Jannie Rossouw, visiting professor at the Wits Business School. says the adverse effects of the jump in the price of petrol are already being felt as it will immediately push up inflation and transport costs.

Provinces such as the Northern Cape, where goods have to be transported over vast areas, will be worse off as goods will cost more due to increased transport costs.

“We could already see what the increases in the petrol price has done to prices over the past three months,” says Rossouw.

Food prices can also be affected by the war in Ukraine as oil seed and wheat exports are affected.

With the price of Brent crude oil spiking in the past week due to the war, prices can still increase.

Rossouw says the price is primarily determined by two factors: the price of Brent crude and the exchange rate.

“I think the price of Brent crude will stabilise at about $100 (about R1 550)per barrel and also expect the rand to remain stable. But consumers must remember that this is not a good time to make more debt as interest rates are also expected to increase. Rather build some reserve now.”

According to the mid-month petrol price data from the Central Energy Fund, petrol could jump to an unprecedented R25 a litre in the near term. “This is shattering news for consumers and it will lead to financial ruin for many people,” warns Neil Roets, CEO of Debt Rescue.

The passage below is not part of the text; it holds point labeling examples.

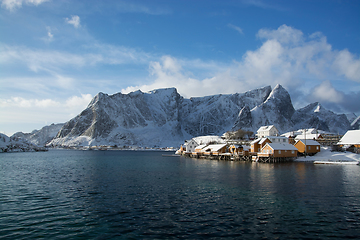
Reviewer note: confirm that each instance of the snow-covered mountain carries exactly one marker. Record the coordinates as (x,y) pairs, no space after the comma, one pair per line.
(355,124)
(16,144)
(164,118)
(41,137)
(316,116)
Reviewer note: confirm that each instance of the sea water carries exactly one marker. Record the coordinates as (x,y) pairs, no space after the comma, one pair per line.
(68,194)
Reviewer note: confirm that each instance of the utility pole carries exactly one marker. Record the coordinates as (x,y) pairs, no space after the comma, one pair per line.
(305,142)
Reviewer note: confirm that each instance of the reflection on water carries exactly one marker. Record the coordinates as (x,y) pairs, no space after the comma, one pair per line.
(90,194)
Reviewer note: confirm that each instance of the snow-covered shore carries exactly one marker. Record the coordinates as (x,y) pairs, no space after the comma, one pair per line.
(325,155)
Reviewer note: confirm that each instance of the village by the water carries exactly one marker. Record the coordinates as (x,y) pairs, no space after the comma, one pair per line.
(269,145)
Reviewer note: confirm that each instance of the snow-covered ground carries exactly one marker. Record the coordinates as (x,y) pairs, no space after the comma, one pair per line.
(325,155)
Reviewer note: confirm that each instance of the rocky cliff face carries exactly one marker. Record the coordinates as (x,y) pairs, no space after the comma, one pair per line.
(164,118)
(316,116)
(40,137)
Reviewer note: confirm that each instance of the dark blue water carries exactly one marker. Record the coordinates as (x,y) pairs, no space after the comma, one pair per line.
(64,194)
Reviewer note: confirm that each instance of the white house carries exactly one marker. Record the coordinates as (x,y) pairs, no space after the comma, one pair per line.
(202,140)
(278,139)
(351,137)
(266,131)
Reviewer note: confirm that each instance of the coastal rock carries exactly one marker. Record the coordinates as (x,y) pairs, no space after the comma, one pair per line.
(41,137)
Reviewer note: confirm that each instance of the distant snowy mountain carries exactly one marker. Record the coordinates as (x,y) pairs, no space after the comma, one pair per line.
(351,116)
(355,125)
(15,144)
(164,118)
(316,116)
(41,137)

“More increases in the fuel price will inevitably affect every South African, given how much the country relies on fuel for transport, manufacturing and agriculture. Consumers have already been pummelled with a volley of month—on-month fuel price increases over the past year and now face the steepest one yet. How are they expected to cope with this?”

SA imports about 30% of its wheat from Ukraine and Russia and the war has pushed prices to their highest levels since 2008.

This means bread prices will increase making it even harder for low-income consumers to survive.